Organizations Involved

Timeline

  1. Abra announces $750 million SPAC merger for Nasdaq listing

    Deal

    Abra announced a merger with New Providence Acquisition Corp. III at a $750 million pre-money valuation. The combined company will trade on Nasdaq as Abra Financial Inc. under the ticker ABRX.

  2. BitGo debuts on NYSE with 25% first-day gain

    Market

    Crypto custody firm BitGo went public on the New York Stock Exchange, gaining nearly 25% on its first trading day and reaching a market capitalization of $2.6 billion.

  3. Bullish lists on Nasdaq after abandoning earlier SPAC attempt

    Market

    Crypto exchange Bullish, which owns CoinDesk, went public through a traditional listing after its 2021 SPAC deal stalled.
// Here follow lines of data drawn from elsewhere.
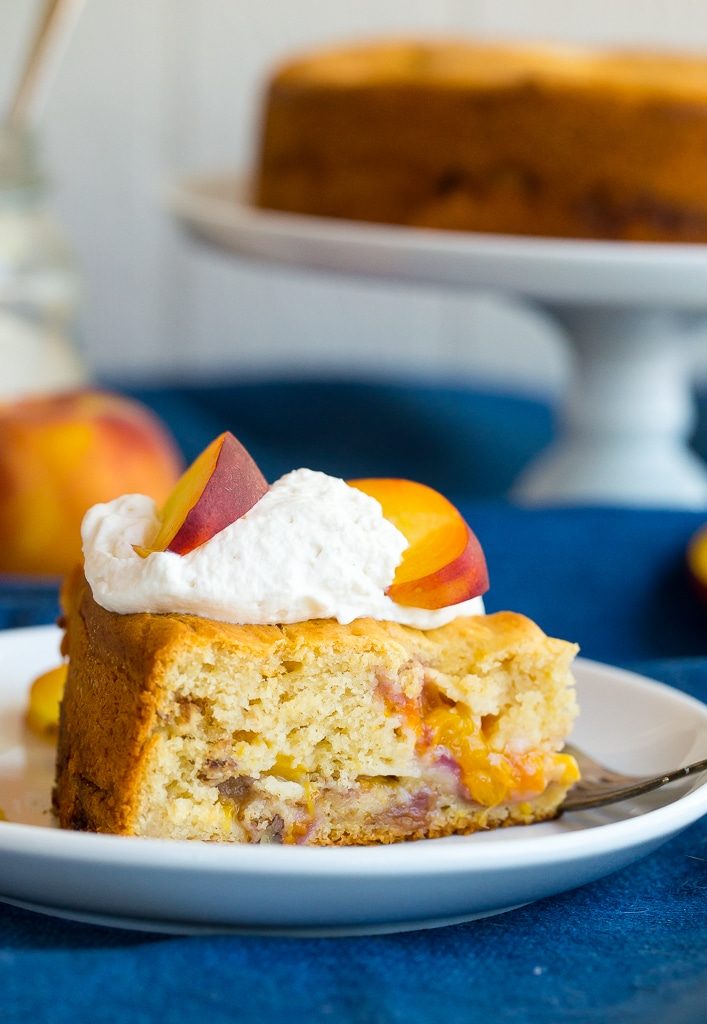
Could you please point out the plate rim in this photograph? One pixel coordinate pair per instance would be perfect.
(215, 207)
(450, 857)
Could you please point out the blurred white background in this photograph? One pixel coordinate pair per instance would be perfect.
(153, 88)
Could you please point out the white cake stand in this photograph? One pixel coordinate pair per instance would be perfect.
(626, 308)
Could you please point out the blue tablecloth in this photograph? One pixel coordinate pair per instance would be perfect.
(631, 947)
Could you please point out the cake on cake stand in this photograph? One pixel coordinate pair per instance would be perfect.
(626, 309)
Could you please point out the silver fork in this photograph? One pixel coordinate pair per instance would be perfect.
(599, 785)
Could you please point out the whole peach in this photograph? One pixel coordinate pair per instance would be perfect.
(61, 454)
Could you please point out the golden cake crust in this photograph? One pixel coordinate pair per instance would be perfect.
(115, 716)
(520, 139)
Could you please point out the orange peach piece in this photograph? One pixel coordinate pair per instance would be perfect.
(219, 486)
(61, 454)
(45, 697)
(697, 562)
(444, 563)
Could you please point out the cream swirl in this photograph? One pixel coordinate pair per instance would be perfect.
(310, 548)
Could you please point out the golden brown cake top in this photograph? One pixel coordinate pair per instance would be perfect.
(451, 64)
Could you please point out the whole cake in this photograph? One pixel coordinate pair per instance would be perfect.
(305, 663)
(520, 139)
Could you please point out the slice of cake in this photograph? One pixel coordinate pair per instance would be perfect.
(305, 720)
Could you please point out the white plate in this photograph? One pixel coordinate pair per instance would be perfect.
(564, 270)
(632, 723)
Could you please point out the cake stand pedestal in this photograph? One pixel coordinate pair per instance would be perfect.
(626, 309)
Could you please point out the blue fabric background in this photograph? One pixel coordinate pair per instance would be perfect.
(631, 947)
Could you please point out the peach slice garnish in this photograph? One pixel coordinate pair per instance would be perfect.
(219, 486)
(45, 697)
(697, 562)
(444, 563)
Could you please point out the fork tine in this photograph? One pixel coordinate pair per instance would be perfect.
(608, 788)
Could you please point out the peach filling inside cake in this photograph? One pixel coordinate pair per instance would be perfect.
(315, 732)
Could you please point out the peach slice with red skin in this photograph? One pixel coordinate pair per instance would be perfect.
(697, 562)
(219, 486)
(444, 563)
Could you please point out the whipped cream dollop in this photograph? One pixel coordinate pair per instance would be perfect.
(310, 548)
Shares rose from $37 to $90 in weeks, reaching a market capitalization above $13 billion.

  4. Circle goes public via traditional IPO at $18 billion valuation

    Market

    Three years after its SPAC deal collapsed, stablecoin issuer Circle completed a traditional initial public offering on the New York Stock Exchange, priced above its target range with 25 to 30 times oversubscription.

  5. SEC fines Abra $1.65 million over unregistered lending product

    Regulatory

    The SEC settled charges against Abra for failing to register its Abra Earn crypto lending product, which at its peak held approximately $600 million in assets.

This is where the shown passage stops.